Commanders and leaders
- Rutger von Ascheberg: Stanisław Witowski

Strength
- 250–300: 1,500–2,000

Casualties and losses
- 14 killed 18 wounded: 100–560 killed or captured

= Battle of Radom (1656) =

Battle of the Second Northern War

The Battle of Radom was fought on 2 February (O.S.) / 12 February (N.S.), as part of the Second Northern War and the Deluge, between the forces of the Swedish Empire commanded by Rutger von Ascheberg against the forces of the Polish–Lithuanian Commonwealth commanded by Stanisław Witowski.

== Prelude ==
In January of 1656, Ascheberg led an expedition of some 250–300 men from Łódź, to reconnoitre and seize the town of Radom.
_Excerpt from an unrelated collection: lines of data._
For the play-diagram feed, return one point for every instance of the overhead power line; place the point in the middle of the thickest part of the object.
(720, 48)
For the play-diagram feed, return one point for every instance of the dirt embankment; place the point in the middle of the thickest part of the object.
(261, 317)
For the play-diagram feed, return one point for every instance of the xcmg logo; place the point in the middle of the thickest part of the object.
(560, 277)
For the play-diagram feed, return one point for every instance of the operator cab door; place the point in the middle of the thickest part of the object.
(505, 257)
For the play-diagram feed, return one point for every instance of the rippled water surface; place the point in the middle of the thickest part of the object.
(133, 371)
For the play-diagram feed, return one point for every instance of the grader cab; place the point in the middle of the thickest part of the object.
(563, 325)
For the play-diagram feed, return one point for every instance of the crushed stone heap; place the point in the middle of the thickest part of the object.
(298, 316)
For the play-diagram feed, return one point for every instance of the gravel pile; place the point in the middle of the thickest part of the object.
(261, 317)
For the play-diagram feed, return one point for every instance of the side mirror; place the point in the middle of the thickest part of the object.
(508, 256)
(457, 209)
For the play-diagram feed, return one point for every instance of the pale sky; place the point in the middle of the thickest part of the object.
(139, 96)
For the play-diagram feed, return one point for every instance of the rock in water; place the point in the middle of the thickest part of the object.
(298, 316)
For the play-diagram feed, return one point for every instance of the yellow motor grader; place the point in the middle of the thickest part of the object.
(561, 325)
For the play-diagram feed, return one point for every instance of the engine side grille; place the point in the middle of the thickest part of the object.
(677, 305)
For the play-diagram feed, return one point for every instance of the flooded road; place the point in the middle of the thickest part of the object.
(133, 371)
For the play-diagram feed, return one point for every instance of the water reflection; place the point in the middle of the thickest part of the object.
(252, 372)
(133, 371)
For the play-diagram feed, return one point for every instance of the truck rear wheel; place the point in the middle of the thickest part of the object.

On 1 February (O.S.), they arrived at the manor Zakrzew, close to Radom, where they established night quarters.

== Battle ==
In the morning, the manor house was attacked by a significantly larger Polish force, reportedly between 1,500 and 2,000 men – in part consisting of levies with improvised weapons – under Stanisław Witowski. Ascheberg and his men repulsed repeated Polish attacks.

According to some sources, Witowski managed to set the manor house on fire in the evening which finally compelled the Swedes to break out and fight their way through the attackers, moving under the cover of darkness. The Poles were unable to stop or pursue them. Other sources claim that, as the fire was unable to dislodge the Swedes, Witowski initiated negotiations with the Swedish commander; the negotiations ended as the Poles launched a last-ditch assault on the manor, once again being repulsed. This allowed Ascheberg to then continue to Radom.

== Aftermath ==
On the following day, Ascheberg occupied Radom Castle, the objective of his foray. Some of his men had been captured by Witowski during the breakout. Both sides regarded the engagement as a victory.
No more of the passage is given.